In a recent opinion piece, Paraguayan outlet Ultima Hora cautions against the official and media hype surrounding hyperscale data centers and artificial intelligence, urging the country to adopt a smarter energy strategy. The article argues that while data center projects promise billions of dollars in investment, their high energy consumption, low skilled employment, and limited local value addition pose structural risks to national development.
The piece distinguishes between different types of data centers, recommending a selective policy that attracts medium-sized, specialized facilities focused on applied AI inference, regional cloud, and corporate services. These, it says, demand only 5 to 40 MW. In contrast, large AI training data centers—which can require over 100 MW—are described as “pure extractivism” and should face higher electricity tariffs and a cap on contracted power, with any additional needs self-generated.

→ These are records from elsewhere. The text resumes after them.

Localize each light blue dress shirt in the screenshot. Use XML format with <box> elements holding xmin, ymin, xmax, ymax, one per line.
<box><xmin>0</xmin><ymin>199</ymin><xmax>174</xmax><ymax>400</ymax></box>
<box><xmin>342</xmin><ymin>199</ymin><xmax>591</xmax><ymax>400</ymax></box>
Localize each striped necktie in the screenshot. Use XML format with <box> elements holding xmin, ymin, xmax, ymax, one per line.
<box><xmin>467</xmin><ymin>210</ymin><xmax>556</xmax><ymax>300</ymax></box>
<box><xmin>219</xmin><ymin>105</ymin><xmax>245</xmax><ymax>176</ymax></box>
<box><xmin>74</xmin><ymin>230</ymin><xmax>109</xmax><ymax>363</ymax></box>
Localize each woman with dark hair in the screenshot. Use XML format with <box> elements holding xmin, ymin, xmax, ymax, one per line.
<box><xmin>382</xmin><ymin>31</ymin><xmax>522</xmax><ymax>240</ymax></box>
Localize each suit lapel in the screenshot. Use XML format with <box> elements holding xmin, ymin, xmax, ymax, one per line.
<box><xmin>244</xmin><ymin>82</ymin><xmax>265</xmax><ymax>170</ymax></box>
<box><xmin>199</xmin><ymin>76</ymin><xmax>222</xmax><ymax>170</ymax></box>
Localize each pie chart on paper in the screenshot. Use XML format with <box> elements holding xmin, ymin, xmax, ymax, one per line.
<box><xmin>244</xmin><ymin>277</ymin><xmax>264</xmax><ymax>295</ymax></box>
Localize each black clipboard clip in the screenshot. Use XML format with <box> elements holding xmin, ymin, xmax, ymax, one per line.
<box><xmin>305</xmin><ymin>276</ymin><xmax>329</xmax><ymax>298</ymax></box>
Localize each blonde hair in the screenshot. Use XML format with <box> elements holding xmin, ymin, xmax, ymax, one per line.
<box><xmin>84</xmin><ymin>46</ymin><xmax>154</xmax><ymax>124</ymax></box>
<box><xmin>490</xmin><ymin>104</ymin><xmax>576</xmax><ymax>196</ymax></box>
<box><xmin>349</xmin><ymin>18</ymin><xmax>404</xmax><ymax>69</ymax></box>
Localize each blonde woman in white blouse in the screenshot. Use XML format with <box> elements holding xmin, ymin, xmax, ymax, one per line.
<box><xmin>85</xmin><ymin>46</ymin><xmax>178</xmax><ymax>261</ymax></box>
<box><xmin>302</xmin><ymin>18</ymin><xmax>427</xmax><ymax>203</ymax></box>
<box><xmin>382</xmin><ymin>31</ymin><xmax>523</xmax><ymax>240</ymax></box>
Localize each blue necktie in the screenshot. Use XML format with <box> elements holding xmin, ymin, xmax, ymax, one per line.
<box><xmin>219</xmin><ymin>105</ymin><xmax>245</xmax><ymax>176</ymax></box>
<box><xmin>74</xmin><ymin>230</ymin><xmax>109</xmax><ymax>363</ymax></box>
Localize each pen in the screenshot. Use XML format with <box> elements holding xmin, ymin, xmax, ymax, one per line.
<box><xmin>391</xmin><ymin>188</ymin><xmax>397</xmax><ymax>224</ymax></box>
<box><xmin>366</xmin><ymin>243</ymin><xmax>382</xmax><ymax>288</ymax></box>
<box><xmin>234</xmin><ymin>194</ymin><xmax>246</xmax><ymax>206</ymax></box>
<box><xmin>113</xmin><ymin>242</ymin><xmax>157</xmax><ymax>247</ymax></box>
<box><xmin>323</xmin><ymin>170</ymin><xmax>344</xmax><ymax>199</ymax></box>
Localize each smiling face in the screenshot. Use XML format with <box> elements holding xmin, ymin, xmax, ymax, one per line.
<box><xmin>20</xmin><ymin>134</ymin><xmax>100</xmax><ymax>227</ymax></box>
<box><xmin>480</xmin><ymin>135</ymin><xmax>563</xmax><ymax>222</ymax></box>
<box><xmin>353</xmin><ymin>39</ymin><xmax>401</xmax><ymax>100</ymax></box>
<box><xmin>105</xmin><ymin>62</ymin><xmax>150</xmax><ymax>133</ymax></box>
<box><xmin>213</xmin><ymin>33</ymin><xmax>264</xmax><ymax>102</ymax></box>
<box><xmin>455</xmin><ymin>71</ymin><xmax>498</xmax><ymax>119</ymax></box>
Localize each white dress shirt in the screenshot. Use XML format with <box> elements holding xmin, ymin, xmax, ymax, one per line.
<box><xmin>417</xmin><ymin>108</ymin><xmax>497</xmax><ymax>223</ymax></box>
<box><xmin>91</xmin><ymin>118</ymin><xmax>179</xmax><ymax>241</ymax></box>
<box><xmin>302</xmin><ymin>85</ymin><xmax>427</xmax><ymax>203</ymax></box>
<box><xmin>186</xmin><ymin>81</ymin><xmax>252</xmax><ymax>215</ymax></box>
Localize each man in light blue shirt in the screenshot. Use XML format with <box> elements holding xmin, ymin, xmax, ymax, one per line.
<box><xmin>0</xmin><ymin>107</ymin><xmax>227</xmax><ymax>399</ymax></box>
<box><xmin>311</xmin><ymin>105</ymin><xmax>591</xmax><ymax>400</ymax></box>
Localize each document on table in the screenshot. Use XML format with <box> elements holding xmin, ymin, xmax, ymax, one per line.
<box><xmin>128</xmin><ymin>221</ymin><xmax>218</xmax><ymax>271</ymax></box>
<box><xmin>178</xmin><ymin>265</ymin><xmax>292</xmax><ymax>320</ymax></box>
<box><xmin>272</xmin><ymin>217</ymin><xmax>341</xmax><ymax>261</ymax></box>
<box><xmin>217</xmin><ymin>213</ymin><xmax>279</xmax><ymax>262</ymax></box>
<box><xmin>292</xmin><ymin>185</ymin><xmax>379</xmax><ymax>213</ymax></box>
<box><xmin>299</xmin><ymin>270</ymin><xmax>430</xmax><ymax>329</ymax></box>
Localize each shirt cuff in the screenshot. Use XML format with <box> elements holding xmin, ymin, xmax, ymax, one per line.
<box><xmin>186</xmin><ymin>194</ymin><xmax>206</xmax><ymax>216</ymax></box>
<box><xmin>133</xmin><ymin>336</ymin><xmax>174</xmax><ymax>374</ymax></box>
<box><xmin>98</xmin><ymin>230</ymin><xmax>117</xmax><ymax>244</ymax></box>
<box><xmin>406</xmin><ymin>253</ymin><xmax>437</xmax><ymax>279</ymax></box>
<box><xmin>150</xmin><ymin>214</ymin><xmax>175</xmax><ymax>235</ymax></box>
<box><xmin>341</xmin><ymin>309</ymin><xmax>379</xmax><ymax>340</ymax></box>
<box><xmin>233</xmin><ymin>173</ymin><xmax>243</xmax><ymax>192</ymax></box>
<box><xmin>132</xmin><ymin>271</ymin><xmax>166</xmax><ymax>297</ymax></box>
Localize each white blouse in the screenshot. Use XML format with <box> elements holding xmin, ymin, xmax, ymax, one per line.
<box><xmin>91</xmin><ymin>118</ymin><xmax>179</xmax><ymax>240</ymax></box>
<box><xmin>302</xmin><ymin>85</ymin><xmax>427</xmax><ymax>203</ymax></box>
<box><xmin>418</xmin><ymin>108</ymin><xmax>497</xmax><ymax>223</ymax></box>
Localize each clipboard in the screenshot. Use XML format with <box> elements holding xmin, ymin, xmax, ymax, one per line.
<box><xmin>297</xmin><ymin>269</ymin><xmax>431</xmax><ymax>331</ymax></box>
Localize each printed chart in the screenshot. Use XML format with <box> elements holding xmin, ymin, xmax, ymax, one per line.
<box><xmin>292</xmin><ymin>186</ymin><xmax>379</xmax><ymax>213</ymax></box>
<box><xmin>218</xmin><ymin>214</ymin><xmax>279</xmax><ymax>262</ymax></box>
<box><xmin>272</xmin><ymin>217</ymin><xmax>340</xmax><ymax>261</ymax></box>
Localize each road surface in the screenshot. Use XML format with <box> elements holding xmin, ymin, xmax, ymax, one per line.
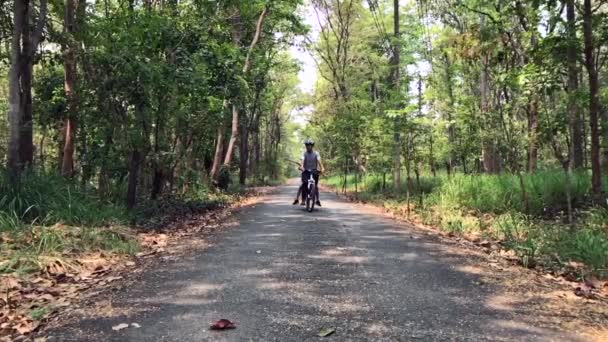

Ultima Hora praises the tariff structure established by Decree 5307/26 for PtX (Power-to-X) industries, which convert renewable energy into green fuels or chemicals. The decree set a lower electricity price for this group, sparking protests from social groups, politicians, and even ANDE technicians who claimed it was a subsidy that would harm the state utility’s finances. The article refutes this, explaining that selling 40 MW to a single large consumer costs ANDE nothing in infrastructure, losses, or administration, whereas supplying the same power to a city of 80,000 inhabitants involves extensive grid costs, maintenance, metering, and billing.
The key metric, according to the analysis, is not total investment but the contribution to the national economy per megawatt-hour consumed. A comparison table (Cuadro 1) cited by Ultima Hora shows PtX industries as the most beneficial. The article concludes with a political framing: “Paraguay should not choose between bytes or molecules; it must choose between extractivism or development.”